The tenant page also includes the following tabs:

  • HealthCheck: The report regarding cluster issues, if any.
  • Storage: The list of storage groups that includes information about which VDisks reside on which nodes and block store volumes.
  • Compute: The list of nodes, which includes the nodes and tablets running on them.
  • Schema: The tenant’s schema that lets you view tables, execute YQL queries, view a list of the slowest queries and the most loaded shards.
  • Network: The health of the cluster network.

List of storage groups in the tenant

Similarly to the list of groups in the node, this page shows a list of storage groups in the given tenant. Storage groups are grouped by storage pools in the list. Each pool can be expanded into a list of groups.

List of nodes belonging to the tenant

Here you can see a list of nodes belonging to the current tenant. If the tenant has the domain type, the list includes storage nodes.

Each node is represented by the following parameters:

  • #: The node ID.
  • Host: The host running the node.
  • Uptime: The node uptime.
  • Endpoints: The ports being listened to.
  • Version: The YDB version being run.
  • Pools usage: CPU utilization broken down by the internal stream pools.
  • CPU: CPU utilization by tablets.
  • Memory: RAM consumption by tablets.
  • Network: Network usage by tablets.
  • Tablets: A list of tablets running on the node, grouped by type.

Tenant schema

The left part of the page shows a diagram of tenant objects where you can select specific tables and view their details.
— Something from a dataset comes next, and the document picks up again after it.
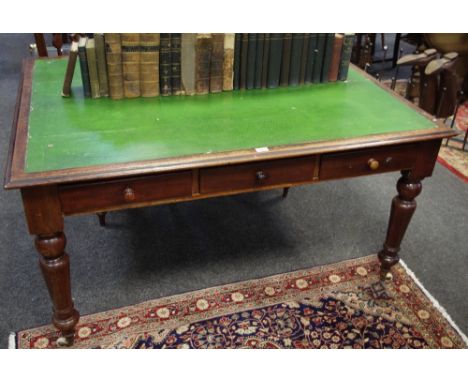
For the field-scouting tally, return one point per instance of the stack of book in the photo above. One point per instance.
(129, 65)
The right part includes the tabs:

  • Info: Information about the table and its schema.
  • Preview: A preview of the first items in the table.
  • Graph: A range of built-in graphs with information about the table status.
  • Describe: The result of running the describe command.
  • Query: The form for executing YQL queries.
  • Tablets: The list of tablets serving the table.
  • ACL: The Access Control List.
  • Top queries: The top most time-consuming queries to the table.
  • Top shards: The top most loaded table shards.

Network health

On the left side of the page, you can see the tenant’s nodes as squares of health indicators.

Whenever you select a node, the right side of the screen shows details about the health of the network connection between this node and other nodes.

Whenever you select the ID and Racks checkboxes, you can also see the IDs of nodes and their location in racks.

Health indicators

To the left of a component name, you might see a color indicating its health status.

The indicator colors have the following meaning:

  • Green: There are no problems, the component is working normally.
  • Blue: Data replication is in progress, no other issues observed.
  • Yellow: There might be problems, the component is still running.
  • Red: There are critical problems, the component is down (or runs with limitations).

If a component includes other components, then in the absence of its own issues, the state is determined by aggregating the states of its parts.